Even though online and sports betting continue to rise in the United States, the American Gaming Association, the gambling industry’s national trade body, revealed year-end numbers indicating that in-person gambling remains the gambling industry’s primary source of income.

The $53 billion gained by casinos in 2019 was more than 21% greater than the previous highest year, which occurred before the coronavirus outbreak.

They also reveal that many gamblers have not been stopped from visiting a casino in person, even while highly infectious virus strains were on the rise during the epidemic. To attempt to restrict the spread of the virus, the casinos have spent millions on health and safety standards.

“These results are nothing short of remarkable,” Bill Miller, president and CEO of the association, said in a webinar to discuss the results. “The success of 2021 reflects our commitment to health and safety, and how Americans have welcomed gaming’s expansion across the country. Today’s industry is effectively meeting customers how and where they want to engage, whether at a casino or through mobile gaming.”

The figures do not include income from tribal casinos, which are reported separately. “Tribal leaders have equally shared with me that 2021 was their finest year on record,” Miller added.

Last year, 23 of the 33 states with commercial gambling, plus Washington, D.C., established revenue records.

Last year, in-person gamblers at casinos earned about $45 billion, up 6.6 percent from the previous year.

Sports betting’s remarkable expansion continued last year, with more than $57 billion placed legally on sports, up 165 percent from 2020. After winning bets and other expenditures were deducted, casinos and racetrack sportsbooks received about $4.3 billion in income.

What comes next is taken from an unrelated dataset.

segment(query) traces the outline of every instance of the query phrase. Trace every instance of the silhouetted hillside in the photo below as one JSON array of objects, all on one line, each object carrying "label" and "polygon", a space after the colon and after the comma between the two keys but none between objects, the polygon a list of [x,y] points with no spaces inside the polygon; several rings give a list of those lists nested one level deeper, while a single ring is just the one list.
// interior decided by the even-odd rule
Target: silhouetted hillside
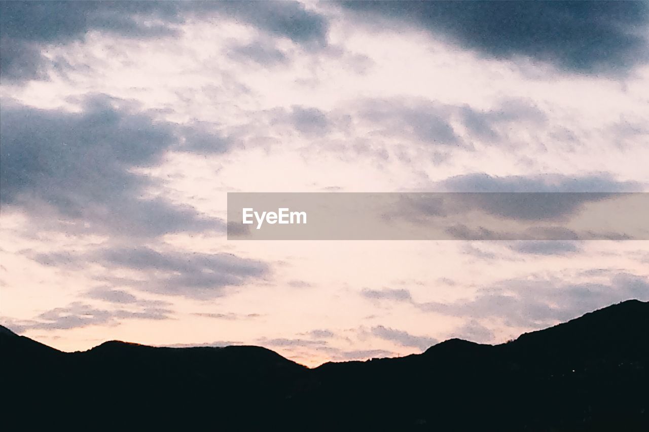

This is a 177 percent increase from 2020.

New commercial sports betting markets opened in Arizona, Connecticut, Louisiana, Maryland, South Dakota, Virginia, and Wyoming, which aided the industry.

In 2021, two additional online gambling markets, Connecticut and Michigan, will launch, helping the industry reach a new high of $3.7 billion in revenue.

For the year, total sports betting and online gambling income exceeded $8 billion, increasing 158 percent from 2020 and accounting for a record 15.1 percent of overall gambling revenue.

During the epidemic, the organization expressed worry over the sluggish resumption of business and leisure travel. Overall trip expenditure is down 20% from pre-pandemic levels, according to Miller.

“Business travel, meetings and events, and entertainment — all major income generators for many operators — have taken a long time to recover,” he added. “The effect of this is exacerbated by low foreign tourism to the United States, which is necessary for destination markets like Las Vegas to fully recover.” And casino attendance among the older, core clientele is just now returning to pre-pandemic levels.

“The entire resumption of tourism and huge events, which needs a secure health environment and an open economy,” he continued, “is still predicated on gaming’s ultimate recovery.”

Miller believes the casino business will have a bright future in 2022, noting the debut of mobile sports betting in Louisiana and New York, which has become the nation’s No. 1 sports betting market in only four weeks, with over $2 billion gambled.

He anticipates sports betting to go online in Ohio and Nebraska in 2022, while Maryland’s mobile debut is “in the works.”

Seven more states are exploring sports betting legislation, and four are studying internet gambling legislation, according to Miller.

He also said that physical casinos would open in Virginia this year, as well as many new racetrack casinos in Nebraska.